There’s “no measurable effect” on the profits, viability and long-term survival of companies where workers take paid time off to be with their newborn child, a new study suggests.
“Overall, we find little support for the claim that parental leave is detrimental for coworkers or firms,” economists wrote in a working paper released Monday that looked at companies in Denmark, a country that’s long had policies mandating time off for new parents.
The study was a joint project between Anne A. Brenøe, an economics professor at University of Zurich, Nikolaj A. Harmon from the University of Copenhagen, Serena P. Canaan American University of Beirut and Heather N. Royer from the University of California, Santa Barbara.
“When an employee gives birth she goes on leave from her firm for 9.5 months on average,” the economists wrote. “Firms respond by increasing their labor inputs along several margins such that the net effect on total work hours is close to zero.”

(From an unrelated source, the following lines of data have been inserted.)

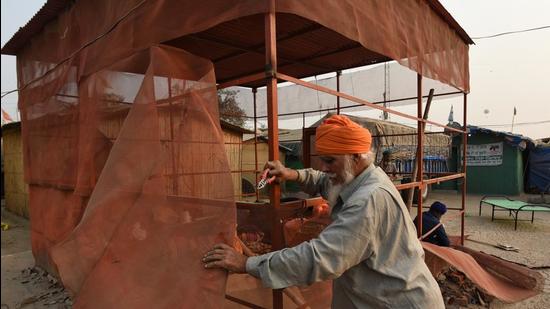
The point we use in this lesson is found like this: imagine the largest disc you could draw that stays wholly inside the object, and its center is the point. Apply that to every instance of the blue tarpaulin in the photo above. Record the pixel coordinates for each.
(539, 169)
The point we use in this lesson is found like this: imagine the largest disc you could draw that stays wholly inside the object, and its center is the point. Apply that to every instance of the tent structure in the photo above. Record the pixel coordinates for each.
(139, 205)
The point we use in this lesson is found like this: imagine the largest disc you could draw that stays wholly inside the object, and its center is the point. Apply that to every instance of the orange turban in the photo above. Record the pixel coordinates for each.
(339, 135)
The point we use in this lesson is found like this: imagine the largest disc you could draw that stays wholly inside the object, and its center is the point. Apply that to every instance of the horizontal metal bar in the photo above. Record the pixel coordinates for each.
(360, 101)
(408, 185)
(443, 178)
(243, 302)
(438, 225)
(242, 80)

“Finally, co-workers of the woman going on leave see temporary increases in their hours, earnings and likelihood of being employed but experience no significant changes in well-being at work as proxied by sick days,” they added.
The researchers compared unidentified small Danish companies where female employees were about to give birth, with companies that didn’t have female employees giving birth. Looking at data from 2001 to 2013, they didn’t find “any significant effects” on the firm’s profits or the number of sick days taken by remaining employees.

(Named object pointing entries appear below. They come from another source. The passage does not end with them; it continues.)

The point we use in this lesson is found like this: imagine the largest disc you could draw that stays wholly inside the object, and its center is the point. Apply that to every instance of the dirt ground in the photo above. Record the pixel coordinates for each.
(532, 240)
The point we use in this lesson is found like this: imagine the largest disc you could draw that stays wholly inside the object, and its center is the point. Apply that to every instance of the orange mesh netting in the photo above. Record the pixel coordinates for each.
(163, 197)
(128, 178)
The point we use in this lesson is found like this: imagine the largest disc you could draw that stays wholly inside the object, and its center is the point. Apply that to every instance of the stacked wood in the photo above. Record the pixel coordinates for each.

Denmark and all other highly industrialized nations have some form of countrywide paid parental leave in effect, but the US has no such federal law. As of 2020, five states have paid-leave laws in effect and Washington DC’s paid family and medical leave benefits start in July. Federal workers will start receiving 12 weeks of paid leave in October.
More American companies are offering paid leave to entice workers in a tight job market. Still, a mere 17 percent of all civilian workers had access to paid leave in 2018, according to the Bureau of Labor Statistics.
Denmark’s paid parental leave laws give mothers four weeks of wage replacement before birth and 14 weeks after that. They then have an additional 32 weeks, which they can split with the father, though past research showed mothers typically took most of the time.
There’s little research on the effects for companies, the authors said, despite analysis on the benefits to babies and families when parents have paid time off. For example, some past studies have shown paid leave in California is associated with higher breast-feeding rates and fewer infant hospitalizations.
Meanwhile, a study that analyzed tax data between 2001 and 2015 released this month by the Institute for Women’s Policy Research, which advocates for more women’s rights at home and in workplace, found that in California and New Jersey — two states with paid family leave — 20 percent fewer women left their jobs in the first year after pregnancy and approximately 50 percent fewer first-time mothers left their job after five years.
Separate research suggests women paid a long-term price
The study from the think tank focused on woman’s issues stands in contrast with different research from economists at the University of Michigan that said the employment rate for first-time mothers who took paid parental leave in California dropped 7 percent over a decade.
Women who took such leave lost an estimated $ 24,000 over 10 years compared to women who didn’t, according to the researchers, who dug into the financial consequences of the country’s first paid leave law, according to that study by economists at the University of Michigan, the University of Utah, Middlebury College and the Federal Reserve Bank of Chicago. That could nudge women back towards child care — especially when day care bills are so high.
California’s law lets men take paid time off but their wages and employment weren’t affected, the study noted.
“What the $ 24,000 means depends on who is doing the deciding,” University of Michigan Professor Martha Bailey, one of the study’s authors, told MarketWatch. If employers are pushing out new mothers, the $ 24,000 could be viewed as a $ 24,000 deprivation in wages, she said. On the other hand, she said, “if women are opting out, you can think about this as a $ 24,000 investment in the next generation.”
As more states follow California’s lead and enact paid leave laws, the study is a reminder about the potential for unintended consequences. New Jersey, New York and Rhode Island already have paid family leave laws in effect, while laws in Washington D.C. and Washington are scheduled to go live next year.
Open questions remain about company consequences, the researchers from the latest study released Monday acknowledged. First off, the consequences of employee leave could be different in large companies, they said. The results also didn’t conclusively say rule out negative effects due to margins of error.